The examples below are split views derived from the same fused flower image. They isolate the kind of change each Analog stage makes; they are teaching examples, not separate replay exports.

Optics

Disposable lens profile

Soft edges, mild barrel distortion, vignette, and chromatic aberration make the image feel captured through simple plastic optics.

Split example of fused flower image before and after edge softness, vignette, and chromatic fringing
Edge softness, vignetting, and color fringes pull the photo away from a clean phone-lens rendering.
Linear HDR

Energy-preserving halation

Bright source energy is scattered before the film response. The kernel redistributes light rather than simply adding glow on top.

Split example of fused flower image before and after warm highlight bloom
Warm bloom follows bright petal and leaf highlights instead of washing the whole frame evenly.
Negative

Film density response

Toe, shoulder, gamma, channel sensitivity, dye crossover, and reciprocity response shape color as if light passed through film layers.

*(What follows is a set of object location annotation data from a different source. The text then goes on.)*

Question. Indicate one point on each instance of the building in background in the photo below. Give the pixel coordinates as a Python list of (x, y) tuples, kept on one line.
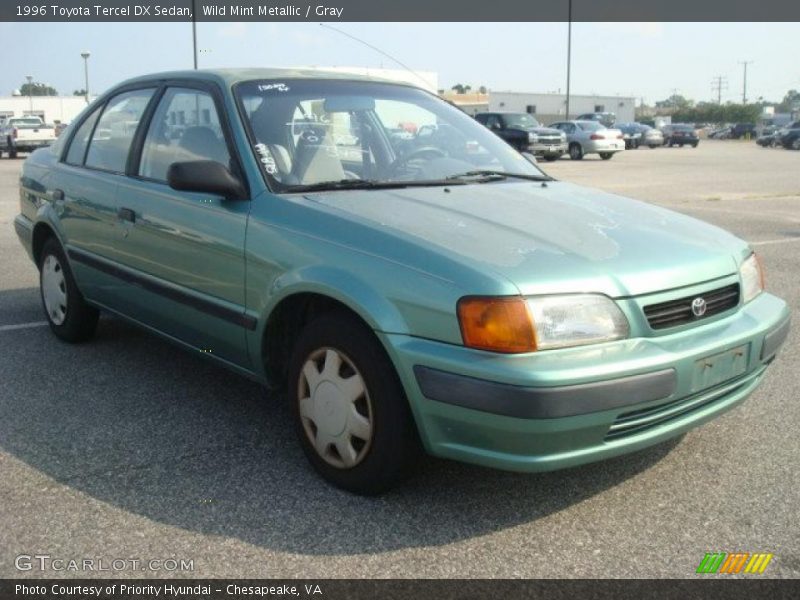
[(51, 109), (548, 108), (470, 103)]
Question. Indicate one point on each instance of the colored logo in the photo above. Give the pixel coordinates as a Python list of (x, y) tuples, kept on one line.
[(734, 562), (699, 307)]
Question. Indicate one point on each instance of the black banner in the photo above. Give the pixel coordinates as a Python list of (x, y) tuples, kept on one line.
[(389, 589), (405, 11)]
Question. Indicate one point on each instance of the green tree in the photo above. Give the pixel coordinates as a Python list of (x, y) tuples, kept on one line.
[(37, 89)]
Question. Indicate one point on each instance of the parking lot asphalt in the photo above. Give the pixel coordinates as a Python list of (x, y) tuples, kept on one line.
[(126, 448)]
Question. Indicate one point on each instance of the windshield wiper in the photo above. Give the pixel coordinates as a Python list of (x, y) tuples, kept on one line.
[(369, 184), (490, 175)]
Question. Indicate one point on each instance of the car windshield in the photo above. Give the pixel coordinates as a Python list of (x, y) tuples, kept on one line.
[(336, 134), (520, 120), (590, 125)]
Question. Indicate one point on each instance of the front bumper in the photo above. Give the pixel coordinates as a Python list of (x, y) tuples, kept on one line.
[(561, 408)]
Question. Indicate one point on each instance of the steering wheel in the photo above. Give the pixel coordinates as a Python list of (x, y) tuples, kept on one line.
[(425, 152)]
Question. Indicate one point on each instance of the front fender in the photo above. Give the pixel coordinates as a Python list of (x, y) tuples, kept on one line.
[(338, 284)]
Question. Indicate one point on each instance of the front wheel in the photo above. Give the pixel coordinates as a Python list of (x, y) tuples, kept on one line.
[(68, 314), (351, 414)]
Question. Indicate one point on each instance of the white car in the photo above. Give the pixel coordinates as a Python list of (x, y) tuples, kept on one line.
[(591, 137)]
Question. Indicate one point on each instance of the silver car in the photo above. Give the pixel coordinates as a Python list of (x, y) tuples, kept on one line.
[(590, 137)]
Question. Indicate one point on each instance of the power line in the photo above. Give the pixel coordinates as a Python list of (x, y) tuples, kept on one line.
[(718, 84), (744, 87)]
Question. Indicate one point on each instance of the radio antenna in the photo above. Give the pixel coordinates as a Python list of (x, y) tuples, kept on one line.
[(378, 50)]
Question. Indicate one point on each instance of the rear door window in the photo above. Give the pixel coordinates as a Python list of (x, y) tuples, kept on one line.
[(77, 147), (185, 127)]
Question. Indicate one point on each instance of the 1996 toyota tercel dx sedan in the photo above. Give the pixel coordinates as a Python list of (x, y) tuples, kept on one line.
[(428, 290)]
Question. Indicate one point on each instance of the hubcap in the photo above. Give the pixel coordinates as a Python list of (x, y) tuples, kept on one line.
[(335, 408), (54, 290)]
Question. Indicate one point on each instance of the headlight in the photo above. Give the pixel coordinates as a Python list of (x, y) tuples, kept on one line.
[(516, 324), (752, 275)]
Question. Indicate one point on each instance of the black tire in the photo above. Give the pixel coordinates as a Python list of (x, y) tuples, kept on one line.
[(79, 320), (394, 446)]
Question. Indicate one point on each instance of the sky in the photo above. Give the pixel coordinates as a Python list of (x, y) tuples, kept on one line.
[(648, 61)]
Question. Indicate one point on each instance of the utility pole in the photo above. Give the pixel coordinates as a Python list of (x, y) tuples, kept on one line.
[(569, 51), (744, 88), (718, 84), (30, 94)]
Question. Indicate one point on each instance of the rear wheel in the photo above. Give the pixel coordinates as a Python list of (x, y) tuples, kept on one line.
[(68, 314), (351, 414)]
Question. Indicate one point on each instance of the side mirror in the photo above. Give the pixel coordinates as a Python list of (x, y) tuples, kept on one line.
[(205, 176)]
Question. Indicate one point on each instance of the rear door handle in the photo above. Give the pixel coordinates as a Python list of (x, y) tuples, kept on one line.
[(126, 214)]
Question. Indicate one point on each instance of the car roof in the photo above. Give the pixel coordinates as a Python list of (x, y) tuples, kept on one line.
[(229, 77)]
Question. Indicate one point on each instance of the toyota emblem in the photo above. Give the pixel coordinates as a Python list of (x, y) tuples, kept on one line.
[(699, 307)]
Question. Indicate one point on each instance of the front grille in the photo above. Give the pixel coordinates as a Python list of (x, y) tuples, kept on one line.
[(679, 312), (639, 421)]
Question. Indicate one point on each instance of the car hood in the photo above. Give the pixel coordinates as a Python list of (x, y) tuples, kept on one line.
[(550, 238)]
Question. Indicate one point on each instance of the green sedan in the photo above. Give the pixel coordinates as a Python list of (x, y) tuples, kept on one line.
[(407, 278)]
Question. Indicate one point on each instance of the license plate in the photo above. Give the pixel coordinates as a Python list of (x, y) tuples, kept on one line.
[(719, 368)]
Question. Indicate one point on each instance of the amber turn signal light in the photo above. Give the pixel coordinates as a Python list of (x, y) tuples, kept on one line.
[(497, 324)]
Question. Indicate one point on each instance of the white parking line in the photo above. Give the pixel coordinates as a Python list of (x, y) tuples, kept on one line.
[(778, 241), (23, 326)]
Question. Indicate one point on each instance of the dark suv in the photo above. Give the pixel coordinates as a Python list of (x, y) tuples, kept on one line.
[(790, 138), (525, 133)]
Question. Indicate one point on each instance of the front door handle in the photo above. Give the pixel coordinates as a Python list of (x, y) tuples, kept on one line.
[(126, 214)]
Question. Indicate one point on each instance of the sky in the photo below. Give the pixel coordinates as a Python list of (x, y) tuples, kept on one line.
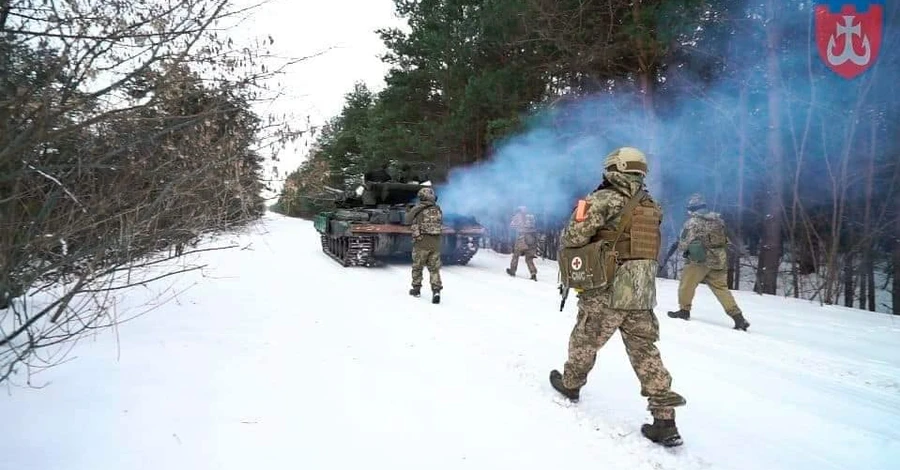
[(314, 89)]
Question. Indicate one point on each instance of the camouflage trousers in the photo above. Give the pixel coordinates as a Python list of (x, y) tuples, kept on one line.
[(426, 257), (716, 279), (529, 252), (640, 331)]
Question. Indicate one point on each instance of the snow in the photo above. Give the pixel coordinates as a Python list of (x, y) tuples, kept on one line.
[(276, 357)]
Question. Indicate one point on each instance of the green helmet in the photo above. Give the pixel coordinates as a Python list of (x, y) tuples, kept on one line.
[(626, 160), (427, 194), (696, 202)]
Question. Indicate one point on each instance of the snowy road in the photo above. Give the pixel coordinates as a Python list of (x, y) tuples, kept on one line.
[(280, 358)]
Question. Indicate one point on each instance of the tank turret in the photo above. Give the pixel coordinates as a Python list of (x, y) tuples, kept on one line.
[(367, 225)]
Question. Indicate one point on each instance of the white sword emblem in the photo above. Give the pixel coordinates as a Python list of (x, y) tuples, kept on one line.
[(848, 30)]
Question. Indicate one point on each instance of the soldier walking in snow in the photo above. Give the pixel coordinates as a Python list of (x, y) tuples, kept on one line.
[(526, 242), (703, 242), (426, 221), (609, 256)]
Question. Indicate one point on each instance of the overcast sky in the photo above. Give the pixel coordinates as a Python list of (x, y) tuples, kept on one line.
[(316, 88)]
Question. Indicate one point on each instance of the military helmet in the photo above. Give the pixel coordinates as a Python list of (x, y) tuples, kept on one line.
[(696, 202), (626, 160), (426, 194)]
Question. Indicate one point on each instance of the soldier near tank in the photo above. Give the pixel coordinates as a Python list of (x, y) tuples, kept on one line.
[(379, 175), (526, 242), (609, 256), (426, 221), (704, 243)]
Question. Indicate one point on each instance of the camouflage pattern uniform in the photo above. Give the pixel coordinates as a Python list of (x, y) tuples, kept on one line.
[(426, 222), (625, 305), (526, 242), (708, 230)]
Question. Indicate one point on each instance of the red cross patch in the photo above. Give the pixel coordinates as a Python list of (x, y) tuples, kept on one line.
[(576, 263)]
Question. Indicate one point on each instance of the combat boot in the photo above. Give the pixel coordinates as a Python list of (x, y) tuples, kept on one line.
[(682, 314), (662, 431), (556, 381), (740, 323)]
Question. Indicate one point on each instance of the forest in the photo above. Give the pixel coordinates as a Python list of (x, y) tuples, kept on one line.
[(517, 102), (127, 135)]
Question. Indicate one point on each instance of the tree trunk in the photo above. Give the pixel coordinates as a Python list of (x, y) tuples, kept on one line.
[(867, 284), (848, 280), (770, 252)]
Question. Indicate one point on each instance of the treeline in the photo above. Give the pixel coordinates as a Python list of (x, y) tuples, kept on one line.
[(126, 134), (728, 97)]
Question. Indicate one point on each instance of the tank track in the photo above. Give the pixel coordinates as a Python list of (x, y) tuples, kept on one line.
[(350, 251)]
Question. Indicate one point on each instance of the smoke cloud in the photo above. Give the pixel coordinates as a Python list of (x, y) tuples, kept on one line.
[(695, 140)]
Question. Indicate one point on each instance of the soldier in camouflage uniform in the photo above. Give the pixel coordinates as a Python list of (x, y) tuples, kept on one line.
[(626, 303), (426, 222), (526, 242), (704, 242)]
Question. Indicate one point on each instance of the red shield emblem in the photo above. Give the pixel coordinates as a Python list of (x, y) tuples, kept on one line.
[(848, 34)]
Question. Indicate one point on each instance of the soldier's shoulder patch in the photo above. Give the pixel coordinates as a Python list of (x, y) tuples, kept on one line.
[(581, 210)]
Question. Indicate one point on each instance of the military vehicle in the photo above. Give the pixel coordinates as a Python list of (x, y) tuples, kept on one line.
[(367, 227)]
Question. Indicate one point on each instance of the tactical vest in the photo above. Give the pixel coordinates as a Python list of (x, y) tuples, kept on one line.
[(637, 236), (431, 221), (715, 237), (640, 237)]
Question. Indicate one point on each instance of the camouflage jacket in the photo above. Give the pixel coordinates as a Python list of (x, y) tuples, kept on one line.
[(426, 218), (634, 284), (709, 228), (523, 224)]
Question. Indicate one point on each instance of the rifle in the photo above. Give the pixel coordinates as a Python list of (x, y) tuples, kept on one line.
[(563, 292), (662, 266)]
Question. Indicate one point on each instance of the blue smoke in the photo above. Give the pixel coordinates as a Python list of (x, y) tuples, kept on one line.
[(558, 157)]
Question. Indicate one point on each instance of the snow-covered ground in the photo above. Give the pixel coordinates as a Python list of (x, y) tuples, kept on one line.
[(278, 358)]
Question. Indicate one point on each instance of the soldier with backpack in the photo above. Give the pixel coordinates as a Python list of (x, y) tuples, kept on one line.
[(526, 242), (703, 243), (609, 256)]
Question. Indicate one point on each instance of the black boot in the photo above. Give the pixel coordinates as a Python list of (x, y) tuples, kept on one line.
[(740, 323), (556, 381), (682, 314), (662, 431)]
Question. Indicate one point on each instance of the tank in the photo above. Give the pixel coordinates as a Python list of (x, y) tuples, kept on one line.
[(367, 227)]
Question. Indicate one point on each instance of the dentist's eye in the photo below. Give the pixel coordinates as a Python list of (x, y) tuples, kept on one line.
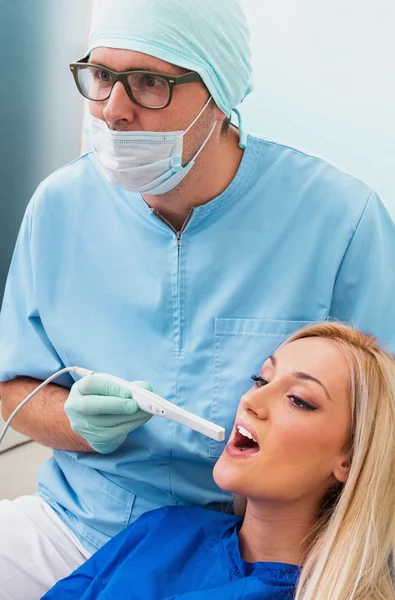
[(259, 381), (301, 404)]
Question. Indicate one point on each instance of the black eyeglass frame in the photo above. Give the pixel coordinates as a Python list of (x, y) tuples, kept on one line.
[(122, 76)]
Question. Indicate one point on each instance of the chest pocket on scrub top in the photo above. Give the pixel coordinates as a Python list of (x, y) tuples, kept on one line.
[(240, 348)]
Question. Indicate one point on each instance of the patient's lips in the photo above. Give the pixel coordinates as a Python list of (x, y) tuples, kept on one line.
[(243, 443)]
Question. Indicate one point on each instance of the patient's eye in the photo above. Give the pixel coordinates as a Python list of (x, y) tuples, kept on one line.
[(259, 381)]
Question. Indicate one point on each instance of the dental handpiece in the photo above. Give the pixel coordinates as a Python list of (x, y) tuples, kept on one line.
[(147, 401)]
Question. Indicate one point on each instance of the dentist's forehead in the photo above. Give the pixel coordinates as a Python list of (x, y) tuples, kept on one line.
[(211, 38)]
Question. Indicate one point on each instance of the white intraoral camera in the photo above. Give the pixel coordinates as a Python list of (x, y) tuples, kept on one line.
[(147, 401)]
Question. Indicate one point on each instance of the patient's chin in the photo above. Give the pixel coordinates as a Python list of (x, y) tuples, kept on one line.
[(225, 476)]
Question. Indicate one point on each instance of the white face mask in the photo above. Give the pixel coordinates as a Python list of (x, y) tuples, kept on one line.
[(141, 161)]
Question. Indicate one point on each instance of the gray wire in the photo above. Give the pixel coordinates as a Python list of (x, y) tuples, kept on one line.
[(29, 397)]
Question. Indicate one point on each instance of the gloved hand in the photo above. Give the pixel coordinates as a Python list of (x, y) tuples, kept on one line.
[(103, 412)]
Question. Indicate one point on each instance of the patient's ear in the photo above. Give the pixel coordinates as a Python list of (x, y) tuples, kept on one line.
[(342, 468)]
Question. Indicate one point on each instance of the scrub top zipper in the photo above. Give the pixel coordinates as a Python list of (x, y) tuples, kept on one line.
[(177, 306), (179, 232)]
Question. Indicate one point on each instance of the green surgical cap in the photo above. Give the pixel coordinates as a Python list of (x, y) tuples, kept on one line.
[(210, 37)]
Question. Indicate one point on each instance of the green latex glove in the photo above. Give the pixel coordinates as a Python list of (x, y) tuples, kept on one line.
[(103, 412)]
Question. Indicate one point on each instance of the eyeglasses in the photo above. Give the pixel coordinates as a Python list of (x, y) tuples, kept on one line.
[(147, 89)]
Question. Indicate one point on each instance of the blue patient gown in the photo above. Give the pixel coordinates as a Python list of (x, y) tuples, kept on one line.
[(175, 553)]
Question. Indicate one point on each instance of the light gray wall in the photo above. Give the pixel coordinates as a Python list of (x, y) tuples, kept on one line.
[(325, 81), (41, 110)]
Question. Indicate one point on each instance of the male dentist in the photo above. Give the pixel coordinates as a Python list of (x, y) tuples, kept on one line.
[(181, 251)]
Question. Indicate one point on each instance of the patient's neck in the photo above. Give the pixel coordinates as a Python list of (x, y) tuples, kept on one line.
[(276, 533)]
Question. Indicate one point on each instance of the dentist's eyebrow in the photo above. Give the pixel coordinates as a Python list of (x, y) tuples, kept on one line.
[(303, 376)]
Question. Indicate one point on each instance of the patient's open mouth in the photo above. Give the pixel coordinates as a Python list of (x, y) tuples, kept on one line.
[(243, 444)]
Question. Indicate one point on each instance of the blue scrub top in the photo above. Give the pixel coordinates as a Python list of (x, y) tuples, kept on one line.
[(177, 552), (99, 281)]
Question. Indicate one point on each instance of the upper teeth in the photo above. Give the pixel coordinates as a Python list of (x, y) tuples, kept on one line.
[(246, 433)]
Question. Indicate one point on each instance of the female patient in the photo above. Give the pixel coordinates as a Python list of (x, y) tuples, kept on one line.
[(313, 452)]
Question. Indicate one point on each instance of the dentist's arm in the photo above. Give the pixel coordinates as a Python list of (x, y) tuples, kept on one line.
[(43, 418), (96, 415)]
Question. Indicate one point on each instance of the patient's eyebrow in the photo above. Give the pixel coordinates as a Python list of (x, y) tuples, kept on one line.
[(303, 376)]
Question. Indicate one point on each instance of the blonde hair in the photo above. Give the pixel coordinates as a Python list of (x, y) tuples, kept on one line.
[(351, 552)]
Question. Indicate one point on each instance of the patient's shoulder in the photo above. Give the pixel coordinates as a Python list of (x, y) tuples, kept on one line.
[(189, 517)]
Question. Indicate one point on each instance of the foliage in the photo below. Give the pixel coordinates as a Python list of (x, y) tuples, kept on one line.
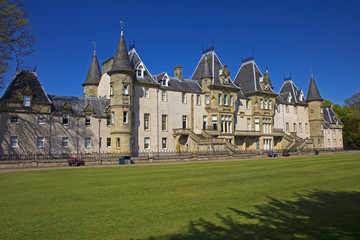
[(15, 34), (277, 198), (349, 115)]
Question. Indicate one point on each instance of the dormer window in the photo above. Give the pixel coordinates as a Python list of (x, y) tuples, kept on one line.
[(26, 101), (140, 71), (165, 81)]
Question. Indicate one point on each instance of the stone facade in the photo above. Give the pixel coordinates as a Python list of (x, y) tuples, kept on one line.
[(125, 108)]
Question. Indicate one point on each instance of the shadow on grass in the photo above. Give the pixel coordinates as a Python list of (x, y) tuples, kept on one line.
[(314, 215)]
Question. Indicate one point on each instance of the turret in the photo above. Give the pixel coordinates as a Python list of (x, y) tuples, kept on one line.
[(92, 78), (121, 92), (315, 114)]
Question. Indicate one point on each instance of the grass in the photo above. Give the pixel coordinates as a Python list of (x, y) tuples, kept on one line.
[(315, 197)]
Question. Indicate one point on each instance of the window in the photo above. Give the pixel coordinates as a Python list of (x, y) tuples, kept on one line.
[(14, 119), (207, 99), (164, 96), (13, 142), (26, 101), (164, 122), (87, 142), (125, 117), (257, 124), (147, 143), (226, 124), (126, 89), (204, 122), (164, 143), (147, 94), (108, 120), (41, 120), (214, 122), (65, 142), (184, 121), (65, 119), (87, 120), (40, 142), (183, 97), (146, 121)]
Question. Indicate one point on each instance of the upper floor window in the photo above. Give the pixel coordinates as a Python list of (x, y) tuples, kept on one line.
[(183, 97), (87, 120), (65, 119), (26, 101), (126, 89), (14, 119), (147, 94)]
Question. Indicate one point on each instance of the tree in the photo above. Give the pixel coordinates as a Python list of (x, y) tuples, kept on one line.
[(15, 35)]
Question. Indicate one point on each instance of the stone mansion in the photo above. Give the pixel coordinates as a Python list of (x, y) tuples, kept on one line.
[(126, 108)]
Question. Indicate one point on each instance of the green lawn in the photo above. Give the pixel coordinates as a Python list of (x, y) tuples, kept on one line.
[(315, 197)]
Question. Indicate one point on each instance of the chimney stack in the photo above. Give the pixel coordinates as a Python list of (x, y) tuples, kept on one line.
[(178, 72)]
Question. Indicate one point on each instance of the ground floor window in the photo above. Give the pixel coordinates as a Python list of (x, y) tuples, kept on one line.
[(146, 143), (164, 143)]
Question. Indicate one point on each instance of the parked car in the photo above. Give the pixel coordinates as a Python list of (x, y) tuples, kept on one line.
[(76, 162)]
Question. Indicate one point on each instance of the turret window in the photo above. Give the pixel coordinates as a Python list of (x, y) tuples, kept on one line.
[(26, 101)]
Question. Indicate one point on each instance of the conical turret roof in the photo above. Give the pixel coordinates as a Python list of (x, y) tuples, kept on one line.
[(313, 92), (206, 72), (121, 60), (94, 73)]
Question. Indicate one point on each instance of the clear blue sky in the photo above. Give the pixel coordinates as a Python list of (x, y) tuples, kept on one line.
[(286, 36)]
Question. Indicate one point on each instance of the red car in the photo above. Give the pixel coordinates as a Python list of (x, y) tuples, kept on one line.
[(75, 162)]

Split example of fused flower image before and after film density response
The curve lifts the toe, compresses the shoulder, and lets color channels separate instead of staying numerically neutral.
Print

Paper and highlight shoulder

Print density sets black point, paper white, contrast, toe lift, and highlight compression so whites look photographic rather than digital.

Split example of fused flower image before and after print paper response
Paper response warms white, sets a black point, and bends bright petals into a softer shoulder.
Color

Fresh consumer palette

Saturation, warm/cool balance, green response, skin protection, and highlight chroma protection keep the result pleasing without looking like a generic preset.

Split example of fused flower image before and after consumer color palette
The palette gives the flower and leaves more presence while pulling chroma out of pale highlights.
Texture

Density-space grain

Static blue-noise-driven grain is rotated per shot and weighted by density so it reads as film texture instead of animated digital noise.

Split example of fused flower image before and after density-weighted film grain
Texture is strongest in darker density and quieter across bright paper-white areas.

These examples explain the effects in isolation. The actual proof still comes from replay: one source capture can be rendered through the current Analog chain and compared against future versions without reshooting.

Step 5

Each capture can be replayed from the frames that made it.

A saved photo is only the final result. For tuning, Tensei can keep the parts behind it: chosen frames, exposure data, alignment weights, fused LDR image, gain map, HDR reference, preview, and final render.

That makes the look replayable. We can open one capture, compare old and new renders, and look for failures that matter in a photograph: clipped whites, dull shadows, weak glow, fake color, or texture that feels pasted on.

Replay proof is structural

Proof is the relationship between files in the replay bundle: the same source capture can be rendered through different versions of the look pipeline. Repeating the LDR, preview, and final images here would look evidentiary without adding a new visual fact.